Deeper observability needed to manage complex hybrid environments
Rather than turn around and play the victim, Ramakrishna said companies need to learn from these attacks and are continuously working to better mitigate their impact.
This was particularly critical amid significant changes in IT environments, as organizations embraced hybrid working and were more reliant on cloud services, he said.
As their ecosystems expanded, they now had to deal with different environments with different security postures and different connectivity profiles, he noted. Security challenges have been amplified with performance requirements and the ability to identify and resolve issues, he added.
That prompted SolarWinds to round up its monitoring capabilities and expand them to meet those security requirements, he said. This included the need for deeper observability or “observation”, as he coined it, with a comprehensive system that could examine data from all entities, including networks, databases, applications, users and systems. Organizations would then be able to detect problems more quickly and fix them.
Reiterating the need for security by design, Ramakrishna also highlighted the importance of adopting a zero-trust framework as well as the need for better collaboration between the private and public sectors.
“No company, no matter how resourceful or smart and dedicated you are, will be able to thwart nation-state attacks,” he said, noting the difficulty of defending against such threats. “The best way I know [that] What it takes is for sellers like us to share information and be shy to share when we’ve been hacked. As in any crisis situation, the sooner we announce, the sooner we accept help, the sooner we solve problems.”
Additionally, he urged governments to proactively share threat intelligence with the private sector so industry can be more vigilant against potential attacks.
Although there is currently not enough such information sharing, he said he was optimistic it would improve over time as there was already a “collective will” to start doing so. . “Threat intelligence should never be used as a competitive advantage,” he added. “We need to be competitive on the value we deliver to customers, [but] not about withholding information from your competitors regarding threat intelligence.”

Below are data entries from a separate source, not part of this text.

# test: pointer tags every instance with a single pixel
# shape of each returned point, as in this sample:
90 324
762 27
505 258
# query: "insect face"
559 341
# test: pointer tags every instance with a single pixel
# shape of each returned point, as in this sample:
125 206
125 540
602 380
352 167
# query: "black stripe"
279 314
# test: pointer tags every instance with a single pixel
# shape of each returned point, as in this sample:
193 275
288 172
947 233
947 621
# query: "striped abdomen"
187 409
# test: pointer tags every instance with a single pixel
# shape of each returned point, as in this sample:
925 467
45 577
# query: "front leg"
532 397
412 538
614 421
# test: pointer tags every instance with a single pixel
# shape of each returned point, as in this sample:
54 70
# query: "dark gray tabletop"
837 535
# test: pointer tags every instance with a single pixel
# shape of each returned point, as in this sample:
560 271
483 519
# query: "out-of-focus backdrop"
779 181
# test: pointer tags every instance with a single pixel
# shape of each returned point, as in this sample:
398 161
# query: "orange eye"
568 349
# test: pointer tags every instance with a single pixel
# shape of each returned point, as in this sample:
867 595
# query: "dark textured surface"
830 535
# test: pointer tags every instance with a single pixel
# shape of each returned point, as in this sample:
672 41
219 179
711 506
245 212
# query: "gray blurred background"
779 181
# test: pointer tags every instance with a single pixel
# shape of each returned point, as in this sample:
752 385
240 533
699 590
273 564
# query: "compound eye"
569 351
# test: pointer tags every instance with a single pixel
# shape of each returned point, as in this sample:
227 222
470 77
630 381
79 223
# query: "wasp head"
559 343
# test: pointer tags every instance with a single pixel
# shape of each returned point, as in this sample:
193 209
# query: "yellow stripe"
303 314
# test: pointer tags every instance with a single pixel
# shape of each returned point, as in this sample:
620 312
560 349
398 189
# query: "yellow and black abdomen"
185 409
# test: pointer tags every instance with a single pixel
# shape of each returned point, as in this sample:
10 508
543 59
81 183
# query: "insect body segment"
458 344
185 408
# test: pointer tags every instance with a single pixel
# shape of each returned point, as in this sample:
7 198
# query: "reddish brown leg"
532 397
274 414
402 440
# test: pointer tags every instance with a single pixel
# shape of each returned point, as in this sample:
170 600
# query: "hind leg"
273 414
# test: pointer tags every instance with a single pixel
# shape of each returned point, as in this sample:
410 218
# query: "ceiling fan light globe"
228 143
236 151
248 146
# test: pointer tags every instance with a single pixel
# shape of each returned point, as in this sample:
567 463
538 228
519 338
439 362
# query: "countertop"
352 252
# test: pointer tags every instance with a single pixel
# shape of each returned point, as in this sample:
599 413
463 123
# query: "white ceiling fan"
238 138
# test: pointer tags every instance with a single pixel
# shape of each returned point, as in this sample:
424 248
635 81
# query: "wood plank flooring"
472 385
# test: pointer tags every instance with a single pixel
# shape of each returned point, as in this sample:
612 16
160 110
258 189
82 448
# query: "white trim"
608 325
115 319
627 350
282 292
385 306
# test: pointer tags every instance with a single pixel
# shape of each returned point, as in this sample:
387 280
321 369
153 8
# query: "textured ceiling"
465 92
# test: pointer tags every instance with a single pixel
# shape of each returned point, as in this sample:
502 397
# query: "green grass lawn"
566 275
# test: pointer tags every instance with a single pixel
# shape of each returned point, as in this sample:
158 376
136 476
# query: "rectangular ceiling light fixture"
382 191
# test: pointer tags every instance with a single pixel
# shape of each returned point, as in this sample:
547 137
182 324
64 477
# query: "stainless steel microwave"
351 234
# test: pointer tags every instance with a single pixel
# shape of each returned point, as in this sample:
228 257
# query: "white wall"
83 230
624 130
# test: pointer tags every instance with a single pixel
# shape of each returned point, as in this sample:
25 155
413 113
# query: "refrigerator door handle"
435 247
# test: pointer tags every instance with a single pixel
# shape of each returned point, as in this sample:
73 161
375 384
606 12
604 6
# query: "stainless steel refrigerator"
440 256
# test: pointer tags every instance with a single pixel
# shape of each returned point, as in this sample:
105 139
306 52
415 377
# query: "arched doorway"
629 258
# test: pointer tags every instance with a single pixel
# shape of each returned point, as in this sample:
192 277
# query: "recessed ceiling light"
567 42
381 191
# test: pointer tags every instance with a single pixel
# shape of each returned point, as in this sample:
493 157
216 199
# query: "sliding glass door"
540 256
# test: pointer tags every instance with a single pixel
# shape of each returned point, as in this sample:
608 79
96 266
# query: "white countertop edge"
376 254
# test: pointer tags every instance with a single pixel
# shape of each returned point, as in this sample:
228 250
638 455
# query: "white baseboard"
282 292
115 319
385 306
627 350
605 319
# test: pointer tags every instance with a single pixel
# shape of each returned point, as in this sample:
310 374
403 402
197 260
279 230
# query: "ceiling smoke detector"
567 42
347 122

Governments also have a role to play in how victims of cybersecurity breaches are perceived, he said, noting that shaming victims would discourage companies from coming forward. An “environment of understanding” for those who would comply would speed resolution in the event of a security incident, he added.
Asked about his priorities for the future, Ramakrishna again highlighted SolarWinds’ significant investment to drive its expansion plans in Asia-Pacific, which he believes could be its fastest growing region.
He declined to detail the provider’s growth and investments by region, but said it had recently established offices in South Korea and expanded its presence in Japan as well as Asean and ANZ.
In its first-quarter 2022 earnings report last week, SolarWinds said revenue of $177 million, up 2% year-over-year. Subscription revenue grew 37% year-over-year to $38.7 million, with adjusted EBITDA of $69 million. For the year, it forecast revenue of between $730 million and $750 million, with annual growth of between 2% and 4%.
According to Ramakrishna, the provider’s customer renewal rates before the breach had hovered in the low to mid-90s, but dropped to the 80s in 2021 following the December 2020 cyber incident. 91% in the first quarter of this year, he said.